Understanding of onsite energies of ed and eL in multiplet ligand field theory.
asked by Ruiwen Xie (2025/03/04 14:42)
Dear Prof. Haverkort and Quanty developer,
I have a question regarding the way of interpreting the defined ed and eL in ligand field theory.
We have ed = (10*Delta-nd*(19+nd)*Udd/2)/(10+nd) and eL = nd*((1+nd)*Udd/2-Delta)/(10+nd) defined. Usually, for example, in the case of Ni, ed is negative while eL is positive. I am aware of that the ed and eL are defined for the d shell with nd localized electrons, which will be different from those given by DFT or Hartree Fock. However, my question is, when we decrease the energy difference between ed and eL |ed-eL| by changing the value of U or Delta, can we understand the decrease of |ed-eL| from the perspective of bonding/anti-bonding states? That is, smaller |ed-eL| would drive the bonding states closer to the Fermi energy, thus leading to stronger hybridization activities between TM d and ligand p orbitals?

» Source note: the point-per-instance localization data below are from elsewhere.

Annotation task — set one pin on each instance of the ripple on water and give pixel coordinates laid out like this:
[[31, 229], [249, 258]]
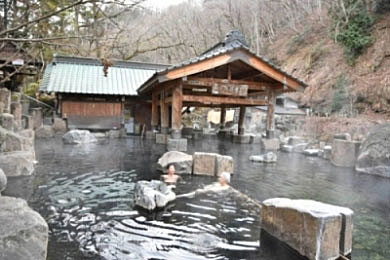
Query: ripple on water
[[96, 211]]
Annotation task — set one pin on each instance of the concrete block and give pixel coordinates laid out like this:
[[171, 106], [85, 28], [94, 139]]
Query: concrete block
[[256, 139], [162, 138], [224, 164], [241, 139], [37, 117], [59, 125], [314, 229], [177, 144], [150, 135], [197, 135]]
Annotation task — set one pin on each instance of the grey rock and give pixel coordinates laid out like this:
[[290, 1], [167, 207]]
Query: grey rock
[[269, 157], [181, 161], [10, 141], [16, 110], [294, 140], [316, 230], [287, 148], [3, 180], [177, 144], [344, 153], [5, 99], [153, 194], [45, 131], [17, 163], [79, 137], [7, 121], [374, 153], [204, 163], [23, 232]]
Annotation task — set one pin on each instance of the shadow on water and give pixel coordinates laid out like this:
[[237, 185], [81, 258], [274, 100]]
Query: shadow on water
[[85, 194]]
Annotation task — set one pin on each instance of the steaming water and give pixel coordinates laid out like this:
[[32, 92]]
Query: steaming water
[[85, 194]]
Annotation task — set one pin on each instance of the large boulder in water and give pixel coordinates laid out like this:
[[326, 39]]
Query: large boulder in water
[[374, 153], [17, 163], [23, 232], [181, 161], [79, 137], [314, 229], [152, 194]]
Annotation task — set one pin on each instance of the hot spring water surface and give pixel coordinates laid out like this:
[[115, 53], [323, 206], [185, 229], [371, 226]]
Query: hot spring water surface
[[85, 194]]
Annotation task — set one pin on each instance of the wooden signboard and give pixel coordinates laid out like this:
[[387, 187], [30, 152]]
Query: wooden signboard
[[230, 90]]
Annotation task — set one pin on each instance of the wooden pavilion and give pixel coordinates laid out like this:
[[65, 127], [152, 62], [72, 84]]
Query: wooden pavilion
[[228, 75]]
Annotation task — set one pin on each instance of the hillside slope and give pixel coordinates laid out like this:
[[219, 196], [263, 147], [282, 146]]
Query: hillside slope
[[315, 58]]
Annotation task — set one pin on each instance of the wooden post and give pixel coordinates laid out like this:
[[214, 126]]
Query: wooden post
[[271, 113], [177, 104], [241, 120], [154, 122], [164, 110], [223, 117]]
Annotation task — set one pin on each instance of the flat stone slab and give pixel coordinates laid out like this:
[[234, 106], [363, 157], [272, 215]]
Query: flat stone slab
[[153, 194], [181, 161], [212, 164], [241, 139], [23, 232], [270, 144], [79, 137], [269, 157], [314, 229], [177, 144], [311, 152]]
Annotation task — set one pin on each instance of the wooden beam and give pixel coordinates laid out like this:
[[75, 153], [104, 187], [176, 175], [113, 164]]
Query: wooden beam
[[210, 82], [224, 100], [274, 73], [197, 67], [271, 113], [164, 111], [177, 105], [154, 122], [223, 117], [241, 120]]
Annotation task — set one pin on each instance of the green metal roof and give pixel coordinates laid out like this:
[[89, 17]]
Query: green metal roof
[[85, 76]]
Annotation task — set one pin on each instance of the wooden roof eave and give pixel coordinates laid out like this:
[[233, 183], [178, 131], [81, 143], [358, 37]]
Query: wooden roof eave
[[242, 54]]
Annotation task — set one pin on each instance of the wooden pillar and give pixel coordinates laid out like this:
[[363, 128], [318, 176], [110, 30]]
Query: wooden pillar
[[241, 120], [223, 117], [177, 104], [164, 111], [271, 114], [154, 122]]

Thanks a lot for your time!
Answers
Dear Ruiwen,
the reason $e_d < 0$ is mostly due to the $n_d * (19 + n_d)*U_{dd} / (10+n_d)$ term. In DFT or Hartree-fock the orbital energies include the mean-field average of the Coulomb interaction. In Quanty we add the Coulomb interaction explicitly. i.e. it is not included in $e_d$. You can either work with $U$ and $\Delta$ as done by Sawatzky et al. or use $e_d$ and $e_L$ as obtained from DFT or Hartree-Fock, but then, when you add the Coulomb interaction you do need to subtract the mean-field approximation of the Coulomb interaction.